According to a story in Politico today, Sen. Jeff Sessions of Alabama has been whipping his Republican colleagues to vote in favor of the China currency legislation that appears to be headed for passage in the Senate. (My Cato colleague Dan Ikenson has explained why raising tariffs on imports from China would be a mistake.)
The Politico story says that Sessions is “traditionally a proponent of free trade,” but his actual voting record indicates otherwise. According to the trade vote data base we maintain on the home page of the Herbert A. Stiefel Center for Trade Policy Studies at Cato, Sen. Sessions has voted in favor of lower trade barriers on a bare majority (26 out of 49) of the significant trade votes we’ve recorded.

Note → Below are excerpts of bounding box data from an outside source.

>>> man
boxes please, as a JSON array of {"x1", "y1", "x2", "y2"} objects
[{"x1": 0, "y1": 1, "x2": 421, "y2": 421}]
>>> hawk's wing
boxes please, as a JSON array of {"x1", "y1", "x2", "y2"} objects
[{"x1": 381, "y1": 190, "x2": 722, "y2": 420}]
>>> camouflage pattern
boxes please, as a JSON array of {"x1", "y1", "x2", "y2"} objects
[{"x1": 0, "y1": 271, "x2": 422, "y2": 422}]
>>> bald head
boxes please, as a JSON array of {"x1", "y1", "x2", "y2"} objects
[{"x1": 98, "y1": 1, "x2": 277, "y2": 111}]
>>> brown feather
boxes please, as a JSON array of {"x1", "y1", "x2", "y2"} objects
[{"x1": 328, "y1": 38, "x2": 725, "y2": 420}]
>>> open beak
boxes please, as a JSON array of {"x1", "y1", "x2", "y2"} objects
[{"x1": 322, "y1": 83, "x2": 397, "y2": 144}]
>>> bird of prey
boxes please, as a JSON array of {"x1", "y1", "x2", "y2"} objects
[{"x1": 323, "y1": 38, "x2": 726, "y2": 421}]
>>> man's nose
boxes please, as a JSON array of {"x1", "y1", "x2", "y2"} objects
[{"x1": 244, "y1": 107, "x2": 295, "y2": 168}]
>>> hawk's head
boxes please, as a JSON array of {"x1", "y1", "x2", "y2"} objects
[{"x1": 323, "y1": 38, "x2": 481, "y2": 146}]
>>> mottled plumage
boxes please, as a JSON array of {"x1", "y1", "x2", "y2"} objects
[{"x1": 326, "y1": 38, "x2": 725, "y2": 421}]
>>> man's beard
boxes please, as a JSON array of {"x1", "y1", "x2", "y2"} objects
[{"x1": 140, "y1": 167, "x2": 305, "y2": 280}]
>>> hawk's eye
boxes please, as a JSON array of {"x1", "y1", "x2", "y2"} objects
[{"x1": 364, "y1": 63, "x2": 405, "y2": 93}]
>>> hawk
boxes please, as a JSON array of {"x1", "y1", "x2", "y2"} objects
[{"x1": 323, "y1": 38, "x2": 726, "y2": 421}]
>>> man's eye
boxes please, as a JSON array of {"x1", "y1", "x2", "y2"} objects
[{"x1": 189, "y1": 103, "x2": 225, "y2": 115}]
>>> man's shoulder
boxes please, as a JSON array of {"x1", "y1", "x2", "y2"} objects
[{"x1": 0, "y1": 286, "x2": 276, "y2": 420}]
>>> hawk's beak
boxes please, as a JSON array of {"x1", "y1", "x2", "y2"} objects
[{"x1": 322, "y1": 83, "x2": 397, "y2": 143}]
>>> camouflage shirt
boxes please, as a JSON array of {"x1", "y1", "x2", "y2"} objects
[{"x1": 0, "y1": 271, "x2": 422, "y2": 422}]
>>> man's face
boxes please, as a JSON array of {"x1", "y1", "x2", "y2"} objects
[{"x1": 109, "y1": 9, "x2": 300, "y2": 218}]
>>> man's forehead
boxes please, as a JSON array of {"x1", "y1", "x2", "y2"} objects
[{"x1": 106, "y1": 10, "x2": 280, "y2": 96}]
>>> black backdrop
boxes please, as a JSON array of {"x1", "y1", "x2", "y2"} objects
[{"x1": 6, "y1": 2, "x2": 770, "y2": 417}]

Since 1997, Sen. Sessions has voted in favor of protectionist farm bills (2002, 2007, 2008), banning safety-certified Mexican trucks from U.S. roads (2007), country-of-origin labeling (2003), the WTO-illegal Byrd amendment (2003, 2005), the original Schumer-Graham bill to impose a 27.5 percent tariff against imports from China (2005), sugar import quotas (1999, 2000, 2001), and steel import quotas (1999)
Meanwhile, he’s voted against the Morocco free-trade agreement (2004), trade promotion authority (1998, 2002), and normal trade relations with Vietnam (2001) and China (1997, 1999).
And to top it all off, it was Sen. Sessions who single-handedly scuttled renewal last year of the Generalized System of Preferences, the long-standing program that had allowed certain imports from poor countries to enter the United States duty free. As my Cato colleague Sallie James has chronicled (here and here), the good senator refused to allow the program to be renewed because of a dispute affecting a small number of his constituents who are employed making sleeping bags.
Like too many of his fellow senators, Sen. Sessions supports our freedom to trade only as long as it does not affect any noisy special interests in his own state.